Governo celebrou convênios no valor de R$ 603,6 milhões com Prefeituras e Instituições este ano até o prazo final do dia 2 de julho

O Governo do Estado destinou um total de R$ 603.606.040,86 em convênios para Prefeituras e instituições neste ano de 2022, segundo dados do Portal de Transparência. O prazo final para a celebração destes acordos era o dia 2 de julho, o último sábado. Os valores não pagos até aquela data só poderão ser desembolsados agora depois das eleições de outubro. O presidente da Comissão de Assuntos Econômicos (CAE) da Assembleia Legislativa do Amazonas (Aleam), deputado estadual Ricardo Nicolau (Solidariedade), que é pré-candidato a governador, anunciou hoje que irá fiscalizar o cumprimento da lei Lei 9.504/1997, no artigo 73, veda transferências voluntárias de recursos nos três meses que antecedem o pleito.

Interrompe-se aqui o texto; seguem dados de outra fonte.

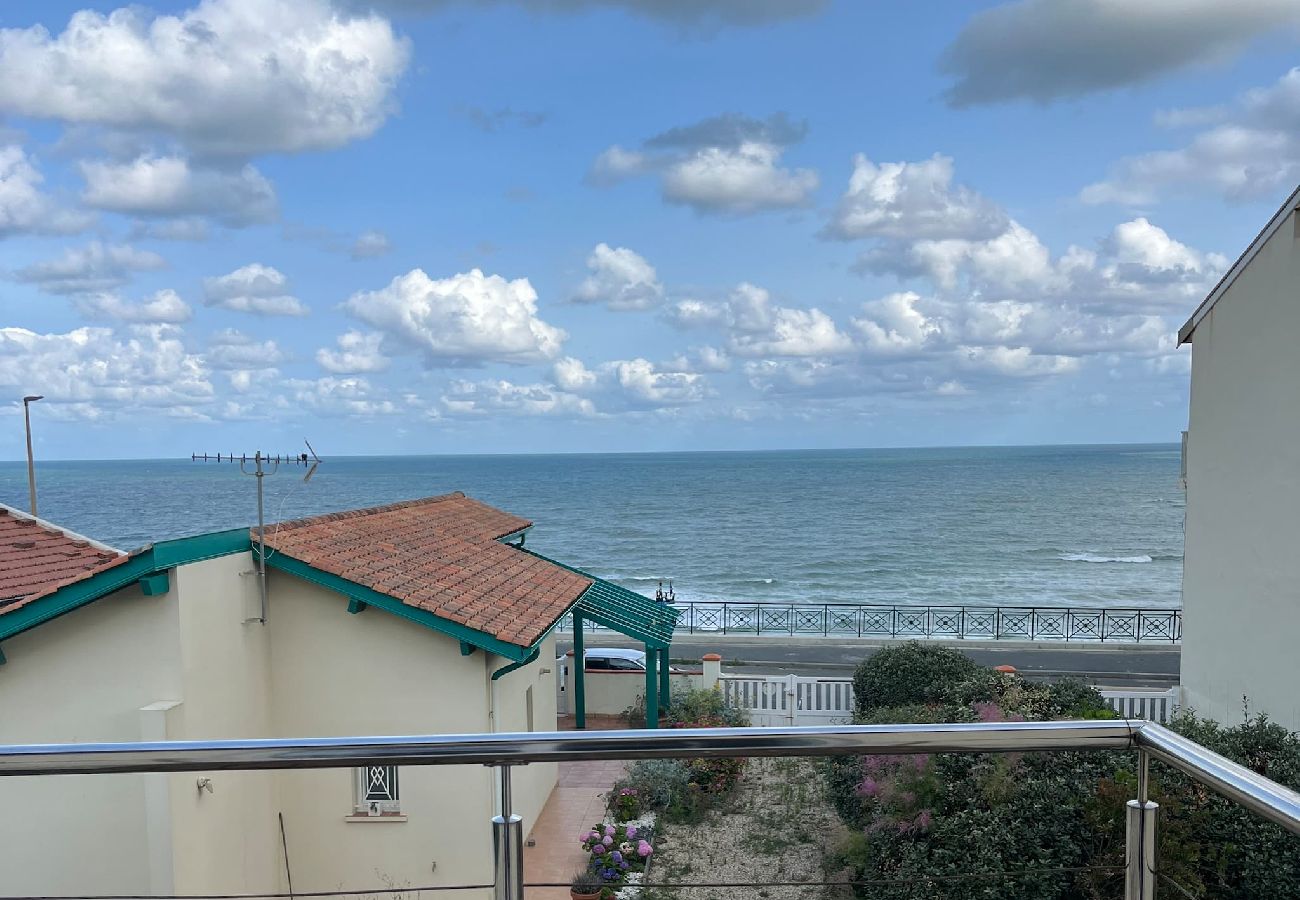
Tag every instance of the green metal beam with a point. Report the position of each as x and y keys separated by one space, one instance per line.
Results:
x=155 y=585
x=146 y=562
x=185 y=550
x=664 y=684
x=354 y=591
x=579 y=674
x=507 y=670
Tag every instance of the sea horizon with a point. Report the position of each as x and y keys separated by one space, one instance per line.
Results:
x=39 y=461
x=993 y=526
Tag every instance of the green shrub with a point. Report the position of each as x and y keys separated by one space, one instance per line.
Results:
x=658 y=783
x=701 y=708
x=944 y=827
x=908 y=674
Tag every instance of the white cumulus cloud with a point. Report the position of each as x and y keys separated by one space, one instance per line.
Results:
x=727 y=164
x=913 y=200
x=356 y=353
x=1048 y=50
x=619 y=278
x=94 y=373
x=164 y=306
x=94 y=268
x=1251 y=151
x=254 y=288
x=237 y=77
x=572 y=375
x=645 y=384
x=467 y=319
x=170 y=186
x=507 y=398
x=24 y=208
x=232 y=349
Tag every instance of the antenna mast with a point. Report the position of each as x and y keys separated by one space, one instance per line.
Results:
x=259 y=471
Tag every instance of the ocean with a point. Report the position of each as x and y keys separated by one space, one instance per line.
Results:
x=1084 y=526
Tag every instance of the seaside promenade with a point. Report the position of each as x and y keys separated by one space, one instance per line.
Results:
x=1112 y=665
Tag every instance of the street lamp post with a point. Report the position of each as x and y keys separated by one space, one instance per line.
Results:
x=31 y=467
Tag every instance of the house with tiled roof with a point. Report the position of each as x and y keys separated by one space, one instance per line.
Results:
x=424 y=617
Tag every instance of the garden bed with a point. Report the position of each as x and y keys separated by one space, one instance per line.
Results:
x=776 y=827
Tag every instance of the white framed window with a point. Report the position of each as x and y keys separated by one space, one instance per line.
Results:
x=377 y=791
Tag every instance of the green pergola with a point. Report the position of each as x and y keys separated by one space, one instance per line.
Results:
x=628 y=613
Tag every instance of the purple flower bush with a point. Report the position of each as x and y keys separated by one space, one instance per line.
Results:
x=618 y=851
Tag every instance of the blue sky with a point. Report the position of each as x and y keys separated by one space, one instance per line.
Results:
x=559 y=225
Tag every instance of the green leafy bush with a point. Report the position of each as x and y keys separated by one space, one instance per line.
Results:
x=908 y=674
x=702 y=708
x=950 y=826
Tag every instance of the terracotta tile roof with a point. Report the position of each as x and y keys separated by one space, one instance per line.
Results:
x=440 y=554
x=38 y=558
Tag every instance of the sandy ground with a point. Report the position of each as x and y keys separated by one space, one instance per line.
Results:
x=774 y=830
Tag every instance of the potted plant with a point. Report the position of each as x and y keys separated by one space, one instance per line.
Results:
x=586 y=885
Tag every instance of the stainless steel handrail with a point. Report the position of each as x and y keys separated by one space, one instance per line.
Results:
x=1220 y=774
x=1239 y=784
x=559 y=745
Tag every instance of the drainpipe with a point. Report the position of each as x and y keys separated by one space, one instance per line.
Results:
x=506 y=670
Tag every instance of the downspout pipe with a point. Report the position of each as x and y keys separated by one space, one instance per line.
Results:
x=506 y=670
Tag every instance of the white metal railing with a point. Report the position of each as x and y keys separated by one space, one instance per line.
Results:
x=792 y=700
x=1151 y=705
x=999 y=623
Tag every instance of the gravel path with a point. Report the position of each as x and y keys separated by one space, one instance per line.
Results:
x=775 y=829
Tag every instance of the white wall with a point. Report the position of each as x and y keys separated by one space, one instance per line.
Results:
x=228 y=840
x=1242 y=570
x=206 y=673
x=532 y=783
x=334 y=673
x=83 y=678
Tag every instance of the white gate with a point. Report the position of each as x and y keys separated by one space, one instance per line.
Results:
x=776 y=700
x=1151 y=705
x=789 y=700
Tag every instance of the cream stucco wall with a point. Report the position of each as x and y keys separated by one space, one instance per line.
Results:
x=83 y=678
x=190 y=666
x=1242 y=570
x=225 y=840
x=532 y=684
x=334 y=673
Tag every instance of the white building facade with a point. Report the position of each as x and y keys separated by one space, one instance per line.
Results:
x=1242 y=565
x=168 y=644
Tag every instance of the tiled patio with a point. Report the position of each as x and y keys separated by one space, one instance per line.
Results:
x=575 y=805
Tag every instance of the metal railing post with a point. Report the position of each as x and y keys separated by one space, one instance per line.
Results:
x=1140 y=838
x=507 y=840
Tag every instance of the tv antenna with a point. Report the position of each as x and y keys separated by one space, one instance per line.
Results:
x=256 y=466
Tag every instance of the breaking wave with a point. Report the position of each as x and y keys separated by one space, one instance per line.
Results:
x=1093 y=557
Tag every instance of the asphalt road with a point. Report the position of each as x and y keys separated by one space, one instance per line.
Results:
x=1134 y=666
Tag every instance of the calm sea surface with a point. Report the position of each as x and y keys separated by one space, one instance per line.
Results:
x=996 y=526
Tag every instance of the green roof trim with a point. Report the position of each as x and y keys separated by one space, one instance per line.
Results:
x=627 y=611
x=144 y=563
x=372 y=597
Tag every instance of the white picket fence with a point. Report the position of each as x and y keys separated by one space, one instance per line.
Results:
x=791 y=700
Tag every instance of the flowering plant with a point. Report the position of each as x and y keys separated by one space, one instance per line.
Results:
x=616 y=849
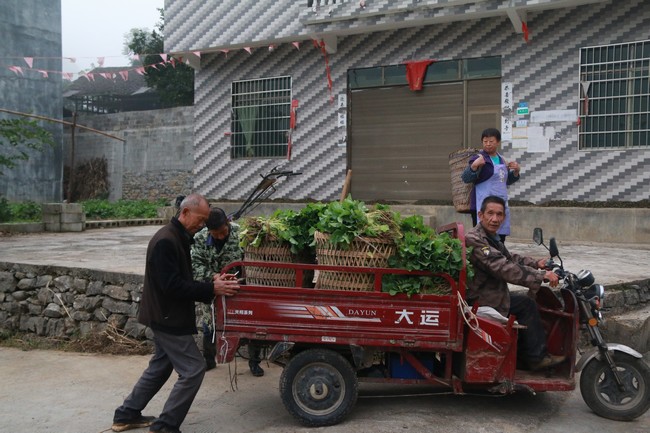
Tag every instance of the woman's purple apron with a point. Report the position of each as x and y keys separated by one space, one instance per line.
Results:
x=495 y=185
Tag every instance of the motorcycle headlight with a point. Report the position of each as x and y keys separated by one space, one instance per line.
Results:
x=596 y=291
x=585 y=278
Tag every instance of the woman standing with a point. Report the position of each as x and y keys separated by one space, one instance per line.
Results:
x=491 y=175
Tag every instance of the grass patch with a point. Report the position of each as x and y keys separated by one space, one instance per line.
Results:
x=110 y=341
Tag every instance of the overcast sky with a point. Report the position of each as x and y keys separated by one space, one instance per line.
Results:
x=96 y=28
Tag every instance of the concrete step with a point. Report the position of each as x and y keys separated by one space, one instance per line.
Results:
x=631 y=328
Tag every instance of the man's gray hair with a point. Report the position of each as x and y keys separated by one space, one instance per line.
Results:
x=192 y=201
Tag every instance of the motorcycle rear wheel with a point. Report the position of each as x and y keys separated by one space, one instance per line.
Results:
x=601 y=393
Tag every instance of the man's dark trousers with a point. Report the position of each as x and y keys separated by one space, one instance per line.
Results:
x=172 y=352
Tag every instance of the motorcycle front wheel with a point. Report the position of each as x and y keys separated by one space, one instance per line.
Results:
x=601 y=393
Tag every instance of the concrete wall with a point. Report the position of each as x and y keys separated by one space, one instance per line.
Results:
x=154 y=161
x=544 y=73
x=32 y=28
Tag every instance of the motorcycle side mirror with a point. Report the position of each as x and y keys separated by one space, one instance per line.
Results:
x=552 y=248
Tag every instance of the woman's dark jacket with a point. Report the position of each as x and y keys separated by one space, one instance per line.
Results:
x=169 y=291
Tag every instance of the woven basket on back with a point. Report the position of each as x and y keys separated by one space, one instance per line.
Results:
x=460 y=191
x=269 y=251
x=369 y=252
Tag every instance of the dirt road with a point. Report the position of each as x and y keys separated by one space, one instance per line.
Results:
x=51 y=391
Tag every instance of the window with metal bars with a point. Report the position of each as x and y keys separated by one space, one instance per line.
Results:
x=615 y=96
x=261 y=110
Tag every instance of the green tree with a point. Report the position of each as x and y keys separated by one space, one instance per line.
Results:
x=174 y=80
x=21 y=135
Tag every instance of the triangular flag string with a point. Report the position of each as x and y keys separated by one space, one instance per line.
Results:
x=123 y=73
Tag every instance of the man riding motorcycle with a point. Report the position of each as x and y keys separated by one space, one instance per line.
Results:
x=494 y=268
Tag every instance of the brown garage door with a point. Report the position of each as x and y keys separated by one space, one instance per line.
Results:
x=400 y=141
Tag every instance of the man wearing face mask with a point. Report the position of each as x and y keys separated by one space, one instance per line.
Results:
x=214 y=247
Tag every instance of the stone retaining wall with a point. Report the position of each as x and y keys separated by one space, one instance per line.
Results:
x=55 y=301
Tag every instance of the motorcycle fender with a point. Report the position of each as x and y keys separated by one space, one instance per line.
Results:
x=594 y=353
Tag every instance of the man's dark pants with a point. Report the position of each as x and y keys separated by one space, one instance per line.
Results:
x=532 y=341
x=172 y=352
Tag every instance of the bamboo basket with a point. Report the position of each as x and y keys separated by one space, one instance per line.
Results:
x=460 y=191
x=269 y=251
x=367 y=252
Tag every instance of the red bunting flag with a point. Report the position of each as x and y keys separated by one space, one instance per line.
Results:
x=415 y=71
x=17 y=70
x=524 y=30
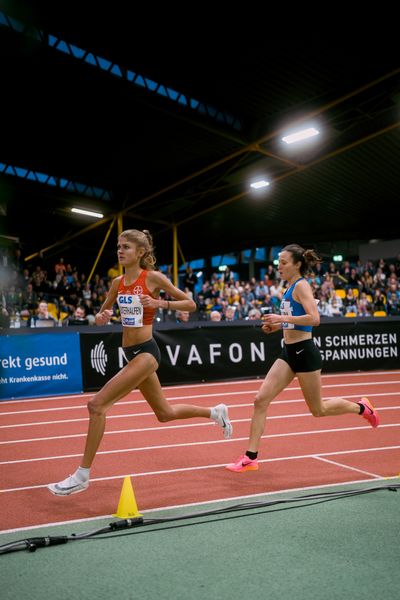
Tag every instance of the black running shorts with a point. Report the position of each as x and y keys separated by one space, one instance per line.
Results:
x=150 y=347
x=302 y=357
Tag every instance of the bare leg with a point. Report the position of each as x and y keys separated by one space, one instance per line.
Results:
x=310 y=384
x=119 y=386
x=152 y=391
x=278 y=377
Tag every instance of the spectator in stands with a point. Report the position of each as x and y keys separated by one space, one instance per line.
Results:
x=182 y=316
x=379 y=301
x=254 y=314
x=215 y=316
x=363 y=305
x=393 y=304
x=189 y=280
x=137 y=293
x=350 y=302
x=78 y=318
x=299 y=357
x=42 y=317
x=336 y=303
x=229 y=313
x=4 y=317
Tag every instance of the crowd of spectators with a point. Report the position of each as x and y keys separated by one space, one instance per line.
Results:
x=63 y=293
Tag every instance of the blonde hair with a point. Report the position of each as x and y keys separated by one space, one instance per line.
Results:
x=142 y=239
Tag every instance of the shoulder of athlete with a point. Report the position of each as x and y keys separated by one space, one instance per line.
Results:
x=156 y=280
x=302 y=291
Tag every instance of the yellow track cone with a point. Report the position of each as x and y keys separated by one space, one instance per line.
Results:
x=127 y=507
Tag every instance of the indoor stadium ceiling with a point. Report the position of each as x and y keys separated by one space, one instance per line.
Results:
x=170 y=127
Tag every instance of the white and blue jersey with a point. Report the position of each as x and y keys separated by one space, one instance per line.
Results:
x=289 y=307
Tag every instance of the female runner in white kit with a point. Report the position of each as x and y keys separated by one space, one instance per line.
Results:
x=299 y=357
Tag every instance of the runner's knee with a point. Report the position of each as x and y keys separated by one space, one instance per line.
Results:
x=261 y=401
x=95 y=408
x=165 y=415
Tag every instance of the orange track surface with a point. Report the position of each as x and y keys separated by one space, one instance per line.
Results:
x=41 y=441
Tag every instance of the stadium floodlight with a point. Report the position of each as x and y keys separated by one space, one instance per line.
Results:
x=259 y=184
x=301 y=135
x=89 y=213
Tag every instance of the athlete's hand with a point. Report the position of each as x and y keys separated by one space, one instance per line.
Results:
x=149 y=301
x=272 y=319
x=266 y=328
x=103 y=317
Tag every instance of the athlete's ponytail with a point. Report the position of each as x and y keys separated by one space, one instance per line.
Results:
x=308 y=258
x=142 y=239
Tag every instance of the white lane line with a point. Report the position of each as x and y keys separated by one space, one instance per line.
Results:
x=332 y=462
x=145 y=414
x=166 y=428
x=214 y=395
x=189 y=444
x=203 y=467
x=202 y=503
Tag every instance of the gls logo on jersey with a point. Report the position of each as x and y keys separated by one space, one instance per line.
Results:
x=126 y=299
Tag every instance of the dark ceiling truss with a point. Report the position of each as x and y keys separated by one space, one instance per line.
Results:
x=122 y=72
x=60 y=183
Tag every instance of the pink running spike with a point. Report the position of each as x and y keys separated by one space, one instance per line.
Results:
x=243 y=463
x=369 y=412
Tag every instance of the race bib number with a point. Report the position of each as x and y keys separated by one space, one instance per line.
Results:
x=131 y=310
x=286 y=310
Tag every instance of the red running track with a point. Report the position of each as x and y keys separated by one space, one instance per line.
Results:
x=182 y=462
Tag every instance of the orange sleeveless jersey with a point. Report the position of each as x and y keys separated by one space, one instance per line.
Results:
x=137 y=288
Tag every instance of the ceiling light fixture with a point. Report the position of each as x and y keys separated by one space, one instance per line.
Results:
x=303 y=134
x=259 y=184
x=89 y=213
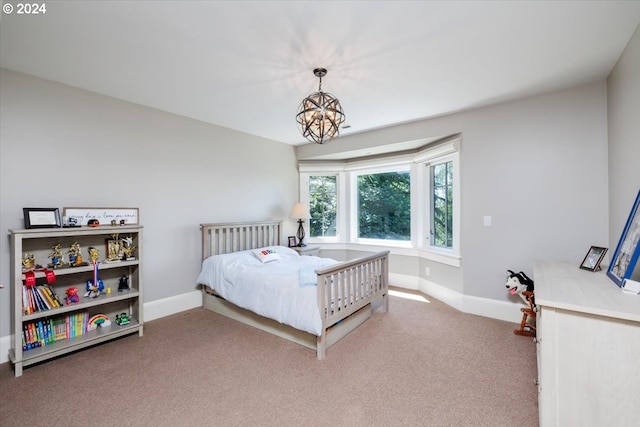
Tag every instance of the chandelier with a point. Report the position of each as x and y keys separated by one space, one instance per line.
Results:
x=320 y=114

“Desde sábado, o governo não pode mais fazer esse tipo de ação. Se houver pagamento de convênios após essa data também é considerada conduta vedada. Os convênios em execução que não foram pagos estão suspensos até o término da eleição. A nossa Comissão de Assuntos Econômicos ficará de olho”, diz Nicolau, para quem o montante investido este ano mira a eleição de outubro.

De acordo com o Tribunal Superior Eleitoral (TSE), ficam vedados a partir de agora também quaisquer atos de gestão de pessoal na Administração Pública, como nomeações, demissões sem justa causa, remoções, transferências ou exonerações.  As exceções são nomeações de aprovados em concursos públicos homologados até essa data; nomeações e exonerações de cargos em comissão ou confiança; designação ou dispensa de funções de confiança; e nomeações ou exonerações no Poder Judiciário e Ministério Público.

Ainda segundo o TSE, os agentes públicos da esfera administrativa cujos cargos estejam em disputa não podem mais autorizar publicidade institucional de atos, programas, obras, serviços e campanhas de órgãos públicos federais, estaduais ou municipais. A vedação também se estende às respectivas entidades da administração indireta, como autarquias, fundações e empresas públicas.

Nos casos de descumprimento da legislação, o candidato beneficiado, agente público ou não, ficará sujeito à cassação do registro ou do diploma eleitoral. As multas serão duplicadas a cada reincidência.